25 films added to the National Film Register


Twenty-five films were shortlisted for this year’s induction into the National Film Registry, the Library of Congress’s list of films considered to be of significant cultural, historical or aesthetic significance.

The selections bring the number of films on the register to 825.

From the oldest to the most recent, they are:

Ringling Brothers Parade Film (1902). A 3 minute recording of a circus parade in Indiana. It was restored by the Niles Essanay Silent Film Museum, in the Niles district of Fremont.

Jubilee (1919). Will Rogers plays an easy-going and sympathetic vagabond.

The Flying Ace (1926). A romantic drama in the sky with a character inspired by Bessie Colman, the first African-American female pilot.

Underworld Train (1930). A surreal and spellbinding allegorical film by traveling evangelists James and Eloyce Gist is a “until recently overlooked stage in black cinema”.

Flowers and trees (1932). First Technicolor effort by Disney.

Strangers on a train (1951). Alfred Hitchcock’s adaptation of Patricia Highsmith’s novel about a man who offers to “swap murders” with a new acquaintance, thus giving everyone an alibi.

What happened to Baby Jane? (1962). Dark horror comedy starring Bette Davis and Joan Crawford as aging sisters living together – and hating each other – in a decrepit mansion.

Evergreen (1965). A student short by Ray Manzarek of The Doors, who met Jim Morrison at UCLA film school.

Requiem-29 (1970). A film from UCLA’s Ethno-Communications program begins with a march from the East Los Angeles Chicano Moratorium Against the War and turns into a tribute to the movement’s slain icon, Ruben Salazar.

The murder of Fred Hampton (1971). Documentary on the last year of the life of Fred Hampton, the charismatic 21-year-old leader of the Illinois branch of the Black Panther Party.

Pink flamingos (1972). John Waters’ cult classic centers around finding the “dirtiest person in the world.”

Sounder (1972). A boy and his dog are at the heart of the story of a sharecropping family trying to cope during the Great Depression in the rural South.

The long goodbye (1973).

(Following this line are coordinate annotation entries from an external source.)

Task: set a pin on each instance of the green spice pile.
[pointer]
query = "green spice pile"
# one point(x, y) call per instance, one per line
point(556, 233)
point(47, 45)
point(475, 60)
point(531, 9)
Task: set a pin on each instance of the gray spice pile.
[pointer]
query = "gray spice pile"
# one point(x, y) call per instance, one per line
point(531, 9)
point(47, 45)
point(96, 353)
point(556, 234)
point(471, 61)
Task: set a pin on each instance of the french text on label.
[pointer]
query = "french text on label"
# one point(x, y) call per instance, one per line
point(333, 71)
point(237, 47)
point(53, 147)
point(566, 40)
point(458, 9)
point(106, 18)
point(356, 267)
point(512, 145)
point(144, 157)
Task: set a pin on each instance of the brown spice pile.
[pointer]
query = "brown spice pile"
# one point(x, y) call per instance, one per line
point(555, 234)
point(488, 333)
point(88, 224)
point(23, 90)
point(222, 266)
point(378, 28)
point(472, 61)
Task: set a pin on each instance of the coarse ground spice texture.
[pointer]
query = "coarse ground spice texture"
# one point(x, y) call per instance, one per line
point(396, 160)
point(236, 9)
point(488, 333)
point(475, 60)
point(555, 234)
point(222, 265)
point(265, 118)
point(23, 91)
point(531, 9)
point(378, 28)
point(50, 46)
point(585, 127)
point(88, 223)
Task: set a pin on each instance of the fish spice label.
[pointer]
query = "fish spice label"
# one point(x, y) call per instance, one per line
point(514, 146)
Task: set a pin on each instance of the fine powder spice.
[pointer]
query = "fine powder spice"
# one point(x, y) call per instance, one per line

Robert Altman’s iconoclastic version of Raymond Chandler’s novel, starring Elliott Gould as Los Angeles private investigator Philip Marlowe.

Cooley Haute (1975). A coming-of-age comedy about African American teens in Chicago’s Cabrini Green housing project.

Richard Pryor: in concert (1979). Crazy stand-up at the Terrace Theater in Long Beach, California.

Chicana (1979). The 22-minute collage of artwork, still images, documentary footage, storytelling and testimonies sought to inspire Chicana feminists with role models from their cultural past.

The vacillants (1979). Documentary on industrial workers around the world.

Star Wars Episode VI – Return of the Jedi (1983). The third version of the original trilogy.

Freddy (1984). Scarefest by horror maestro Wes Craven introduced Freddy Krueger to the world.

Stop making sense (1984). The iconic film from Jonathan Demme’s Talking Heads concert.

Who killed Vincent Chin? (1987). Documentary about the miscarriage of justice that followed the fatal 1982 baton of a 27-year-old Chinese American by two white auto workers in Detroit.

The watermelon woman (1996). Cheryl Dunye’s feature debut features the director herself as a lesbian in her twenties struggling to make a documentary about a beautiful and elusive 1930s actress.

Selena (1997). In her first major film role, Jennifer Lopez plays Selena Quintanilla-Pérez, the singer of Tejana who was killed at 23.

The Lord of the Rings: The Fellowship of the Ring (2001). Premiere of the epic trilogy.

WALL • E (2008). Pixar’s Green Warning Story is also a charming robot love story.